The Colorado Office of the State Auditor released a report Oct. 26 on one of the state’s emergency COVID rental assistance programs, the Property Ownership Preservation program.
According to the report, the POP program paid an estimated $2.39 million in error out of the $47.13 million it distributed.
The POP program was one of five in the state intended to relieve rent and mortgage payments for people who lost work due to COVID restrictions.
The program was unique in that it asked property managers to submit claims instead of renters.
This 5% error, the office said, is the tradeoff for the program’s speed. As emergency programs prioritize getting people paid quickly, accuracy suffers.
U.S. Federal Emergency Management Authority funds had similar problems following Hurricane Katrina. More recently and locally, COVID unemployment programs in Colorado ended up paying out $52 million in fraudulent claims or overpaid claims.
The audit analyzed 62 payments for a statistical snapshot of how well it performed.

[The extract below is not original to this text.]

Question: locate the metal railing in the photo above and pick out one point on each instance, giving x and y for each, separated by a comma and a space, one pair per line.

Of 62 cases, ten overpaid in some way. In four cases, the Colorado Division of Housing Stability failed to get renter’s agreements before it paid rent to property managers, and in 17 cases the division failed to send timely letters to renters filling them in on the payment.
In nearly half of the cases, the division forgot to send letters at all.
The POP program and similar state programs were given $94 million over the course of the pandemic.
A third of that funding came from CARES Act dollars from the federal government. Most of the remaining funding came from the state’s general fund.